GREEN COVE SPRINGS – This city is at a crossroads. And what leaders and longtime residents fear most is those crossroads are getting clogged with traffic and uncontrolled growth.
Green Cove Springs is a small town that wants to think big. Or is it a town with big plans that manages to keep its smallish identity? Maybe a little of both.
Clay County is growing at an alarming rate. For now, it’s manageable, but the real challenge is to think beyond now. Any city or county that’s not focused 10 years in advance is already falling behind.
That’s where Green Cove Springs currently finds itself.

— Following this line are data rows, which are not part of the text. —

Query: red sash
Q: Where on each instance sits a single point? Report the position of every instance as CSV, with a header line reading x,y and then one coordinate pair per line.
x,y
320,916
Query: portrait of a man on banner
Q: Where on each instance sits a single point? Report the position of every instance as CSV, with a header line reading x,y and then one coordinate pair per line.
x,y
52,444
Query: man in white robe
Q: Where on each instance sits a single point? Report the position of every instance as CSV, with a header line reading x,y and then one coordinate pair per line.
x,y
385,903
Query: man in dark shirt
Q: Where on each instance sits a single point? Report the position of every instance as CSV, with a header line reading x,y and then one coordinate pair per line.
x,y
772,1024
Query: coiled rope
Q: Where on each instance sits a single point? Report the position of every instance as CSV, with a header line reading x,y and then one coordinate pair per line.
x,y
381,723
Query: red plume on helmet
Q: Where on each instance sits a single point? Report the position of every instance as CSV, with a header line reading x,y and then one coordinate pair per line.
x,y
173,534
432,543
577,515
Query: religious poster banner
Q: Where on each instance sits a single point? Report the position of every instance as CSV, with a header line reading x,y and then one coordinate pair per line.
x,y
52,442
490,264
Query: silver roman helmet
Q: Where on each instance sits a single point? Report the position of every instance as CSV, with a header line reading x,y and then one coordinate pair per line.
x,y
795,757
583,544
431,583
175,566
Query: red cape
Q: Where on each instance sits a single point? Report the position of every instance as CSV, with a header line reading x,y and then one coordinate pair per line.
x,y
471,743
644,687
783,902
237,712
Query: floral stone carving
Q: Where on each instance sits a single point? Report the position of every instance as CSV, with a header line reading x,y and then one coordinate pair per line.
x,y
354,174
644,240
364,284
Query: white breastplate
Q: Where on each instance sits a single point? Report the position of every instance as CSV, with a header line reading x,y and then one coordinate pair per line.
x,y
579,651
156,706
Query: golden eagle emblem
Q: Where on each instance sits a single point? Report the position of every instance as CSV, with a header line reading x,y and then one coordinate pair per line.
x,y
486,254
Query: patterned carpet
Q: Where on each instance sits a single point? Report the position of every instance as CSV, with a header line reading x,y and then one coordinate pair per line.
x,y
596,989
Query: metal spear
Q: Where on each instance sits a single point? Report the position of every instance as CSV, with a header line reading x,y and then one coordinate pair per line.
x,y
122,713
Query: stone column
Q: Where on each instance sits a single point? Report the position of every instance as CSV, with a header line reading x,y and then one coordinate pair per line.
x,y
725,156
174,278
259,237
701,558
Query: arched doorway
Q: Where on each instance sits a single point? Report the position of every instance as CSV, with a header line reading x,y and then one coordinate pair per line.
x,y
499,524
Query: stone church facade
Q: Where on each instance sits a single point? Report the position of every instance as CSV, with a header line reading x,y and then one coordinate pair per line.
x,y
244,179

New communities are sprouting west and south of the city. Thousands of homes are planned, as well as the First Coast Expressway and a shopping center that will make the more than 175 stores at St. Johns Town Center seem like a weekend flea market. That means more shopping, restaurants, jobs and, of course, money. It also means a lot more traffic and challenges to an infrastructure that’s already struggling to keep pace.
The city council last week wrestled with the prospect of more traffic entering U.S. Highway 17 near the Cove Plaza when a developer asked for zoning for a 9.4-acre plot behind the shopping center to be changed to accommodate the possible construction of as many as 112 “high-end” condominiums. The request came weeks after D.R. Horton won tentative approval to continue with plans for as many as 1,200 new homes at its Ayrshire Development on the old Gustafson dairy farm.
Developments already are under construction in Lake Asbury and along County Road 315. New homes are destined for State Road 16 to Starke, along State Road 21 from Middleburg to Keystone Heights and south on U.S. 17 toward Palatka. It’s coming whether the city likes it or not because it’s the only land that’s available.
So instead of fighting it, we should get ahead of it.
There are legitimate concerns. U.S. 17 from S.R. 16 to the Black Creek bridge isn’t conducive for widening. For now, the roadway can manage the traffic because there is very little to attract cars to the downtown area, especially at night. Try to find something to eat after 9 p.m. that doesn’t include the phrase: “Pull up to the next window, please.” In short, there is no nightlife in the downtown area. There are no trendy clubs, bars or restaurants. It’s like businesses roll up their sidewalks when the street lights come on. It’s so bad, Waffle House stays away.
Councilman Van Royal doesn’t like to see so residents and visitors go through Green Cove Springs to enjoy the benefits on nearby Fleming Island. Others risk life and limb on the Shands Bridge for St. Augustine. Royal knows the financial stability of a community is its ability to keep people close to home. He’s correct.
It’s true: if they build it, they will come. And when they get here, they’re going to want more options than a convenience store hot dog for dinner.
Traffic truly is a big test for the city. The First Coast Expressway is supposed to bring people to the city. It also can take them away if they don’t skillfully plan for it.
Green Cove Springs should be a destination. It’s a cozy place with so much history and natural beauty. I like it so much I will move here in a couple of months and retire. For now, Green Cove Springs is a victim of its own charm. It’s why I want to live there. It’s why thousands of others want to live there, too.
But once I get there, I won’t become one of those old-timers who believe Green Cove Springs could accommodate me, but getting to big to take in anyone else.
Don’t let inevitable growth be the downfall of a great city. Let it be the catalyst for expansive and intelligent planning. We need to find a way to accommodate growth while keeping the simple life that makes it so attractive.
It’s a delicate balance, for sure. But if we all work together – longtime residents and newcomers alike – we can find a solution. Green Cove Springs is worth it – for everybody.